Wednesday, November 19, 2003

Wot's Hot-To-Trot On The SWSL Stereo

The Strokes - Room On Fire

So, my thoughts - only about three months after everyone else in Blogworld had the brief affair with the album, stubbed out the post-coital fag and moved on to the next musical one-night stand. Well - it's The Strokes, isn't it? There are enigmatic and uneasy lyrics all over the place, choppy guitar patterns and pretty simple drum lines. Perhaps the reggae influence is more apparent than it is on Is This It, I'm not sure, and it's certainly a bit more aggressive in places. So far I've found it hard to get really excited about, having been subjected to all that absurd hype. But there's no doubting it's a very good album - they know how to craft a corking tune. A message, though, for those who think 'Under Control' is the best thing they've heard all year: get out more.

Explosions In The Sky - The Earth Is Not A Cold Dead Place

Like Nigel, I'm not sure whether the standard post-rock comparative touchstones of Mogwai and Godspeed! You Black Emperor do Explosions In The Sky any justice. There isn't the grandiosity or emotional and apocalyptic gloom familiar to Godspeed! fans; and they might only be a guitar / bass / drums fourpiece like Mogwai, but there's an extraordinary level of intricacy and complexity about the songs on this five-track album. Plus, as song titles like 'First Breath After Coma' and 'Six Days At The Bottom Of The Ocean' would suggest, they're a hell of a lot better at putting a name to the musical pictures they paint - you wouldn't catch them calling a song 'Secret Pint'.

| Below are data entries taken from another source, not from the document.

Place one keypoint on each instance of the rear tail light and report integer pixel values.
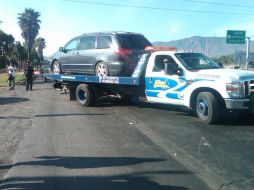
(159, 48)
(123, 51)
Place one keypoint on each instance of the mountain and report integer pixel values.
(217, 46)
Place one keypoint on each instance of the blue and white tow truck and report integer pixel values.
(167, 76)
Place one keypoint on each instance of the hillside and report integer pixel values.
(217, 46)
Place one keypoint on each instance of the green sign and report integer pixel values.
(236, 37)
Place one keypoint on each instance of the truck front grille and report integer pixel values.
(249, 87)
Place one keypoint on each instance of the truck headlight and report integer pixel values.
(235, 90)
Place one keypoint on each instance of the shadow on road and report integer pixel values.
(69, 114)
(134, 181)
(118, 182)
(12, 100)
(83, 162)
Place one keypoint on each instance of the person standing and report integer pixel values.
(29, 73)
(11, 76)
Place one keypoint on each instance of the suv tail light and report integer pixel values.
(123, 51)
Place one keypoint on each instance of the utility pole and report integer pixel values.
(247, 52)
(206, 48)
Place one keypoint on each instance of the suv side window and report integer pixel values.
(87, 42)
(132, 41)
(71, 45)
(104, 42)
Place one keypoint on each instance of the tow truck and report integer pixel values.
(167, 76)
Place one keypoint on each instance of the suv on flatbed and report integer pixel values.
(100, 54)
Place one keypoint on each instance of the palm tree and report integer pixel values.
(29, 25)
(40, 44)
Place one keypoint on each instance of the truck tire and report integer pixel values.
(207, 107)
(56, 67)
(84, 95)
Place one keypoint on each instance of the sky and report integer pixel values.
(158, 20)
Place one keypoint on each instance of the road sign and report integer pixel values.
(236, 37)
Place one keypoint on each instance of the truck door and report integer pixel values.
(164, 86)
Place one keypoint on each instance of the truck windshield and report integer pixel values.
(196, 61)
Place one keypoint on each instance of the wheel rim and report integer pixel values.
(101, 70)
(203, 108)
(56, 68)
(82, 96)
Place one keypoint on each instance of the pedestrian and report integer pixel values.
(29, 74)
(11, 76)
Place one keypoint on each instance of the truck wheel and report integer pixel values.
(56, 67)
(84, 95)
(101, 69)
(207, 107)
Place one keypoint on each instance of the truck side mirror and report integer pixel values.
(61, 49)
(172, 69)
(179, 71)
(220, 64)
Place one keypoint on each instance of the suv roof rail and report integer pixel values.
(160, 48)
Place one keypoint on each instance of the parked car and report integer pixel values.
(101, 54)
(45, 69)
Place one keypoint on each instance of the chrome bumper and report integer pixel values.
(240, 104)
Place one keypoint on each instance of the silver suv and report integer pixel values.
(101, 54)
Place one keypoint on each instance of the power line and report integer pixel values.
(157, 8)
(220, 4)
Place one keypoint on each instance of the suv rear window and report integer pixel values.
(133, 41)
(104, 42)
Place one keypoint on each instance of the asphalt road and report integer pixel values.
(61, 145)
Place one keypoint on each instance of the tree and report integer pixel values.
(5, 43)
(40, 44)
(18, 54)
(29, 25)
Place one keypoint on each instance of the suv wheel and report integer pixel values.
(101, 69)
(56, 67)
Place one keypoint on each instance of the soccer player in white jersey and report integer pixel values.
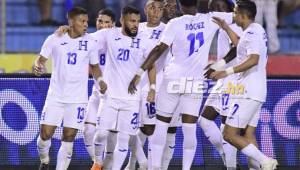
(251, 74)
(67, 96)
(153, 28)
(218, 102)
(189, 38)
(126, 50)
(106, 19)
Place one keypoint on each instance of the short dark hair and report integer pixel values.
(130, 10)
(108, 12)
(248, 7)
(188, 3)
(75, 11)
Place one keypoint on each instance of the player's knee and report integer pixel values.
(209, 113)
(148, 129)
(89, 130)
(172, 129)
(45, 134)
(69, 134)
(100, 135)
(228, 135)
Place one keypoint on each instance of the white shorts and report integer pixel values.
(119, 115)
(244, 112)
(220, 102)
(147, 111)
(92, 107)
(70, 115)
(168, 103)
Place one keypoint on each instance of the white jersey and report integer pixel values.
(253, 41)
(70, 65)
(124, 56)
(189, 38)
(154, 35)
(223, 47)
(102, 61)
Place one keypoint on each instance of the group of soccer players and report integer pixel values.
(127, 105)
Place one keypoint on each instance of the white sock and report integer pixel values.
(43, 147)
(88, 138)
(168, 150)
(109, 150)
(64, 155)
(121, 150)
(252, 152)
(212, 132)
(149, 153)
(132, 158)
(253, 164)
(189, 144)
(139, 152)
(100, 140)
(230, 152)
(158, 142)
(136, 144)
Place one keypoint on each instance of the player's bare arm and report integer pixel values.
(249, 63)
(152, 82)
(39, 65)
(153, 56)
(232, 35)
(97, 74)
(221, 63)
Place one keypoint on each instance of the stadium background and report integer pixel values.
(22, 95)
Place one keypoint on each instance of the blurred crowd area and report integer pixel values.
(25, 24)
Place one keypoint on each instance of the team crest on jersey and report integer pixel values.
(155, 34)
(135, 43)
(83, 45)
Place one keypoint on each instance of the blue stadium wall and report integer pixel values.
(22, 100)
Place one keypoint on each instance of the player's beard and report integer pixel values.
(129, 33)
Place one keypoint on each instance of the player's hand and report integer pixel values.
(151, 96)
(103, 87)
(38, 68)
(218, 75)
(133, 83)
(61, 30)
(208, 72)
(220, 22)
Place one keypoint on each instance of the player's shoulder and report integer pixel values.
(237, 29)
(254, 29)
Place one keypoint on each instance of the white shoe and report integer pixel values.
(271, 164)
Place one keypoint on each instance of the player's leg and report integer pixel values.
(251, 137)
(189, 107)
(74, 117)
(51, 117)
(166, 105)
(243, 112)
(109, 149)
(147, 114)
(229, 150)
(210, 128)
(107, 118)
(170, 142)
(66, 149)
(127, 125)
(90, 123)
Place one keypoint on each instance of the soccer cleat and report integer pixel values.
(271, 164)
(44, 166)
(97, 166)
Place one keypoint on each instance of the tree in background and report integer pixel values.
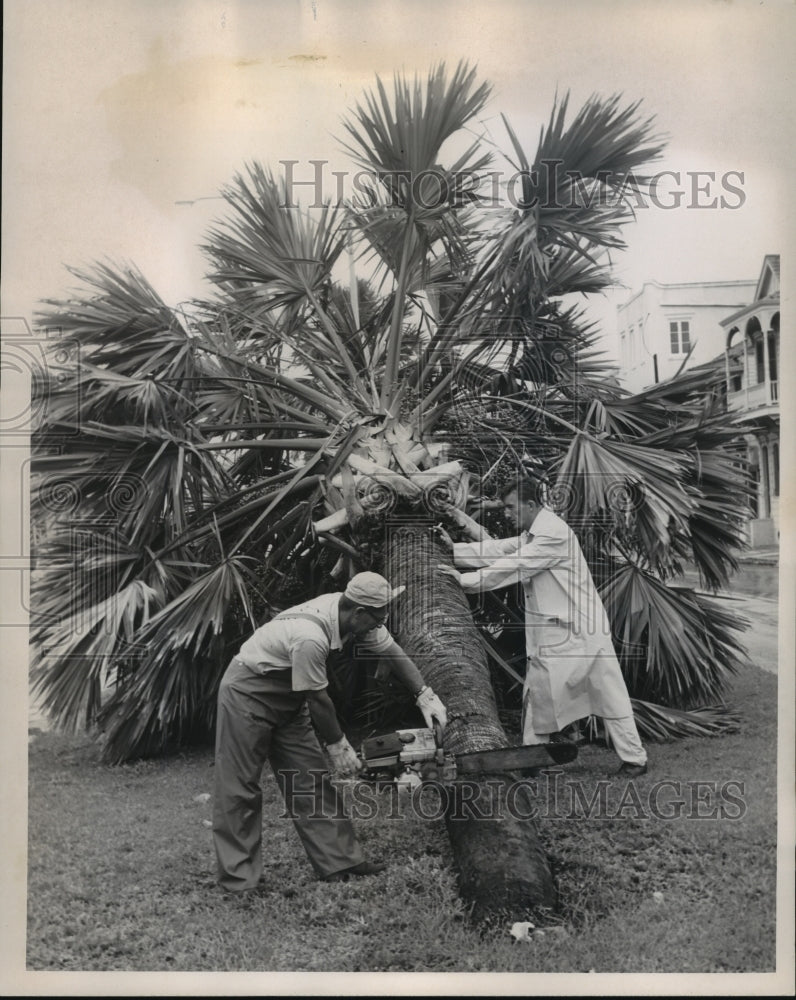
(359, 373)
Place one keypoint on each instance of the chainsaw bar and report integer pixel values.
(524, 758)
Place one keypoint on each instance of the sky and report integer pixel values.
(117, 113)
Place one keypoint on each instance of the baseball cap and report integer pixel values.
(371, 590)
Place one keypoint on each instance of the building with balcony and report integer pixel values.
(666, 328)
(752, 365)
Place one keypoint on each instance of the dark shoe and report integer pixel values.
(363, 868)
(628, 770)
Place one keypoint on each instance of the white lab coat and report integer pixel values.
(572, 669)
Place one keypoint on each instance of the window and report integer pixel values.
(680, 336)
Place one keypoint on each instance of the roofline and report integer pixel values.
(771, 300)
(753, 282)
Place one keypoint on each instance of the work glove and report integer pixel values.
(345, 763)
(430, 705)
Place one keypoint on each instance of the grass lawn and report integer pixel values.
(121, 871)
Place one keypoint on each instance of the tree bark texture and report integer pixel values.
(502, 868)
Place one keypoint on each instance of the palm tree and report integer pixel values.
(201, 467)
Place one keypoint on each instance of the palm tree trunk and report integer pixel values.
(501, 865)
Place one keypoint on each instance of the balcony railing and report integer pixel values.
(761, 394)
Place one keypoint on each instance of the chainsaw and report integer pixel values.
(410, 756)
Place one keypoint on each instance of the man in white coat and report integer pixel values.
(572, 670)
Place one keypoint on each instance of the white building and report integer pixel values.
(663, 328)
(751, 350)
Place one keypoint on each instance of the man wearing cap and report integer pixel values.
(572, 670)
(272, 695)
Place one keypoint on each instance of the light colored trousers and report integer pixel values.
(622, 733)
(261, 718)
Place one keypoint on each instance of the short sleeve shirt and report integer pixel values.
(300, 640)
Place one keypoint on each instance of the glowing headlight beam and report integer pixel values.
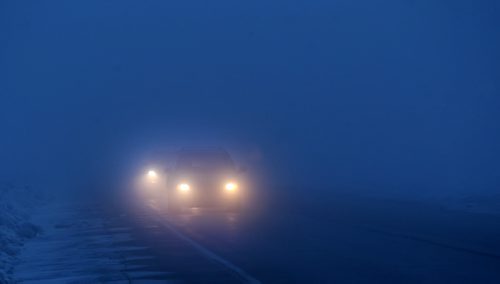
(152, 174)
(231, 186)
(184, 187)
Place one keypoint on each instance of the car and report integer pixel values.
(203, 178)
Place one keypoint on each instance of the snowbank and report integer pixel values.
(16, 204)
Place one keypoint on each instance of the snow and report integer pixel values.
(16, 205)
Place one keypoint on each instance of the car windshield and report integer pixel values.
(205, 161)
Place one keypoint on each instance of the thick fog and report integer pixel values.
(369, 95)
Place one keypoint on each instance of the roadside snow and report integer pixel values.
(16, 205)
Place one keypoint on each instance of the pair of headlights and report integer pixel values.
(230, 186)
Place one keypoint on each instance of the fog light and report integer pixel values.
(184, 187)
(231, 186)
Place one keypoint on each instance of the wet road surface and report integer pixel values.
(331, 241)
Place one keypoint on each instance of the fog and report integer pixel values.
(391, 96)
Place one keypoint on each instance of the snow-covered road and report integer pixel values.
(345, 240)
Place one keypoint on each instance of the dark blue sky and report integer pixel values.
(362, 93)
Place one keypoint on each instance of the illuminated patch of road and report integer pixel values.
(240, 273)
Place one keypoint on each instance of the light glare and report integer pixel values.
(152, 174)
(231, 186)
(184, 187)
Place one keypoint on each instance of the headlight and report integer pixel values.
(152, 176)
(231, 186)
(184, 187)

(Thanks to Ian for showing me the light.)

The Raveonettes - Whip It On

Compared to this year's debut LP proper? Noisier, grubbier, blacker, more dead-eyed, less flush with love and lust. If Chain Gang Of Love is The Raveonettes' final answer to the mathematical quest to write a perfect set of pop songs, then Whip It On is them showing their workings - not the answer itself, but worthy of bonus marks anyway.

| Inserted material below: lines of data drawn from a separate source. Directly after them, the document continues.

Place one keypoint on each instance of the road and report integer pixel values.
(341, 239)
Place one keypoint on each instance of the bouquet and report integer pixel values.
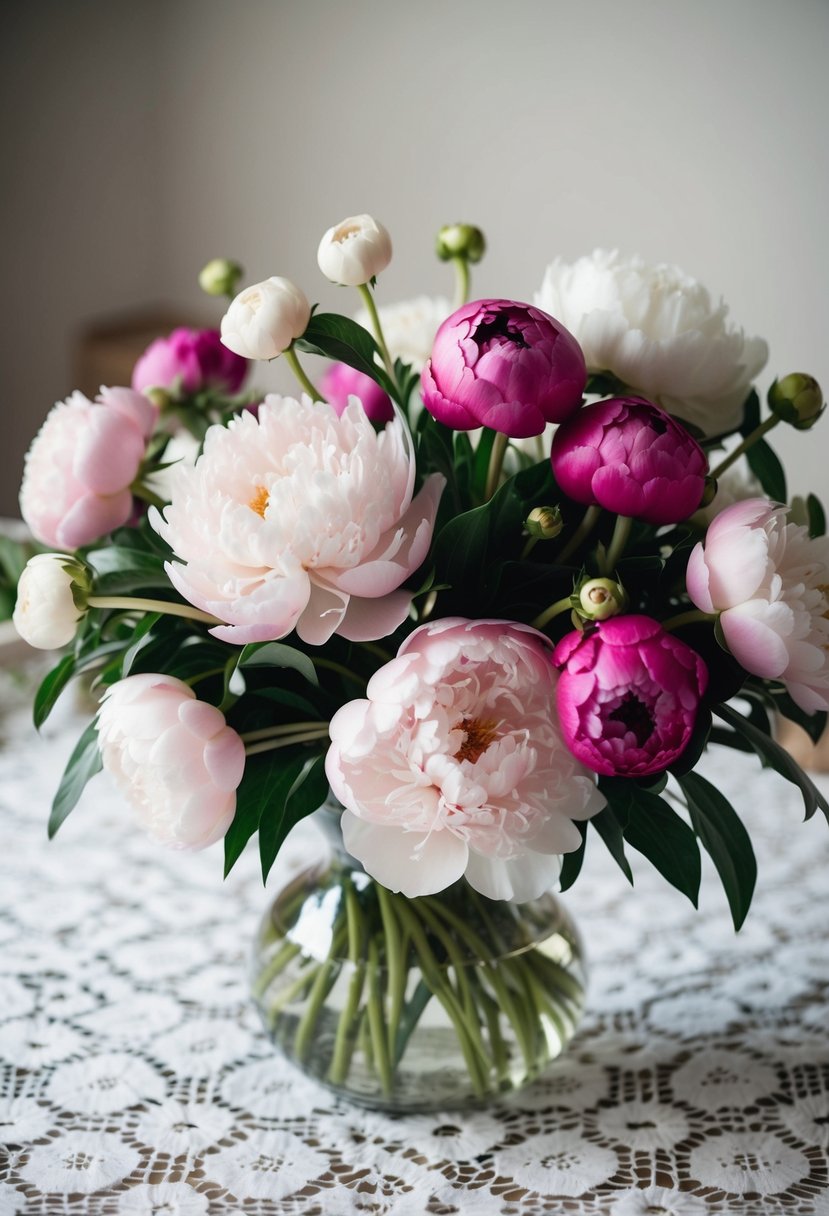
(484, 595)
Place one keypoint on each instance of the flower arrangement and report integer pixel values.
(480, 587)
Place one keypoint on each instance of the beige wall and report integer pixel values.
(145, 138)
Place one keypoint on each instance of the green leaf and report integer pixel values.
(83, 764)
(774, 756)
(725, 839)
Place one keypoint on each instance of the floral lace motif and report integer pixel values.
(135, 1080)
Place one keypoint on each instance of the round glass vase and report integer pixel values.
(426, 1003)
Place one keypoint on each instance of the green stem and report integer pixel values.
(297, 369)
(749, 442)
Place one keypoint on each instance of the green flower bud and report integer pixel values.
(220, 277)
(543, 523)
(461, 241)
(796, 399)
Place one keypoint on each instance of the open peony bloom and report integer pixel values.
(627, 696)
(455, 765)
(770, 583)
(631, 457)
(503, 365)
(173, 756)
(299, 518)
(659, 332)
(189, 361)
(82, 463)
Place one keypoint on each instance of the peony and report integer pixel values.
(263, 320)
(502, 365)
(82, 463)
(45, 614)
(190, 361)
(770, 583)
(631, 457)
(342, 382)
(627, 696)
(657, 330)
(355, 251)
(173, 756)
(455, 766)
(297, 518)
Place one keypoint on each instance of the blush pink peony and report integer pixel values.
(455, 765)
(173, 756)
(770, 583)
(82, 463)
(302, 519)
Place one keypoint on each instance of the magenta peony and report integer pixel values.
(631, 457)
(82, 463)
(297, 518)
(190, 361)
(455, 765)
(503, 365)
(627, 696)
(770, 583)
(340, 382)
(173, 756)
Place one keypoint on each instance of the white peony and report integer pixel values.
(658, 331)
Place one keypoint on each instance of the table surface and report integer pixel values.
(134, 1076)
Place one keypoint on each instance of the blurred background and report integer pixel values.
(144, 139)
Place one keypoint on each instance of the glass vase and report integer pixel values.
(426, 1003)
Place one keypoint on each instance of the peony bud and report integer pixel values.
(220, 276)
(265, 319)
(354, 252)
(50, 600)
(798, 400)
(461, 241)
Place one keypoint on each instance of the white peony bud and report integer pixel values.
(265, 319)
(45, 614)
(355, 251)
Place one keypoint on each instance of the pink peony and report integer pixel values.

Yo La Tengo - 'Today Is The Day!' EP

I think I might at last be beginning to get Yo La Tengo. For ages the terms they're spoken about by the indielligensia had baffled me. Now the lead track of this EP might have helped me to understand. A reworked version of a song from their last LP Summer Sun, 'Today Is The Day!' is gloriously fuzzy - listening to it makes you feel like you've taken a load of tranquillisers and you're sinking into a warm bath. It also gives me the chance to mention Urusei Yatsura - incidentally, in connection with the post below, another fine Glaswegian band, only this time undervalued underachievers.

Razorlight - 'Rip It Up' (single)

If The Libertines listened to a lot of Television and were ever clean enough to record a song without everything going to pieces on tape (see Up The Bracket...), then it might well sound like this. In the meantime, I'll take Razorlight. And it doesn't bear thinking about what Bernard bloody Butler might do to Pete 'n' Carl.

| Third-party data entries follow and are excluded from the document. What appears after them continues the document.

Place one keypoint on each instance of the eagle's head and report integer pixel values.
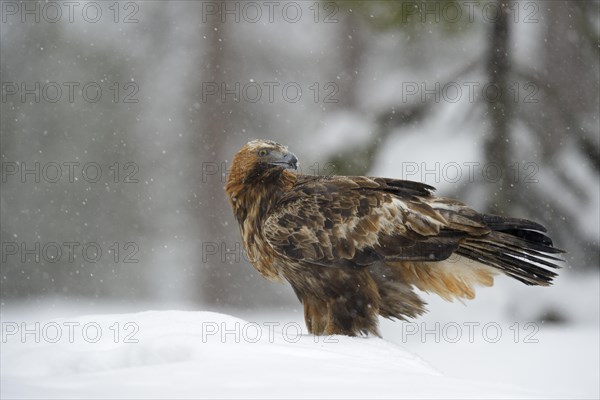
(260, 165)
(259, 159)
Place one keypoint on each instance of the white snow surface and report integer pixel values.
(194, 354)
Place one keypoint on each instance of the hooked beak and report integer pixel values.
(288, 161)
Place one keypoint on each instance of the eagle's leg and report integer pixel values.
(352, 316)
(315, 315)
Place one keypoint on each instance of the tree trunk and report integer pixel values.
(498, 145)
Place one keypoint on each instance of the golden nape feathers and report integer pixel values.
(354, 247)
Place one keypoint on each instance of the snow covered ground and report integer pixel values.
(476, 351)
(188, 354)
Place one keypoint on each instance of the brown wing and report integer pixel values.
(357, 221)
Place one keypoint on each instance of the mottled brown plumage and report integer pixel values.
(353, 248)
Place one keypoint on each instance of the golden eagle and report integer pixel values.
(353, 247)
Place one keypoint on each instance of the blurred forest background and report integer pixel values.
(495, 104)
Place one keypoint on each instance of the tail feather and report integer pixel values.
(517, 247)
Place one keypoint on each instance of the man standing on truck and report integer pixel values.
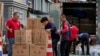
(12, 24)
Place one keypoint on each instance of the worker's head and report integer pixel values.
(44, 20)
(62, 17)
(16, 15)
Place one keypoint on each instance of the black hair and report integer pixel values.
(44, 19)
(15, 13)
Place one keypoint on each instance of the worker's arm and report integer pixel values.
(8, 25)
(65, 29)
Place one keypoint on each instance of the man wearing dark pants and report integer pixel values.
(55, 36)
(12, 25)
(84, 38)
(66, 34)
(74, 31)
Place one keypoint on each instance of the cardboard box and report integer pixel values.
(23, 36)
(26, 37)
(34, 23)
(21, 50)
(33, 50)
(42, 50)
(38, 50)
(17, 36)
(30, 23)
(39, 36)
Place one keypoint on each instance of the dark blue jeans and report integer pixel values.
(10, 44)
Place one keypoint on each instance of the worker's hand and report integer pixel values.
(10, 30)
(58, 31)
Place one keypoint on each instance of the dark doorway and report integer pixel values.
(82, 14)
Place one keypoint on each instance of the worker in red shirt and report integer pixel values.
(74, 31)
(12, 24)
(66, 35)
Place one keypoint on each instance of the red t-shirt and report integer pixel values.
(74, 31)
(14, 25)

Stellastarr* - 'Jenny' (single)

Alert! The following statement is akin to alt-rock heresy! But, as with Yo La Tengo, I've never quite understood what all the fuss about The Pixies was. After all, aside from a handful of classics early on, isn't their most acclaimed LP Doolittle rather weak? Yeah, OK, shoot me now. Anyway, the point is that Stellastarr* sound a lot like them, and to these ears it's not really that impressive. Although the single itself has the same sort of structure and sound as 'The Wagon' by Dinosaur Jr, it all seems a bit lifeless and, for reasons I can't explain (I mean, I'm a connoisseur of Kim Gordon's vocal "style"...), I can't abide Shawn Christensen's voice. Somehow live it didn't come across as being half so irritating.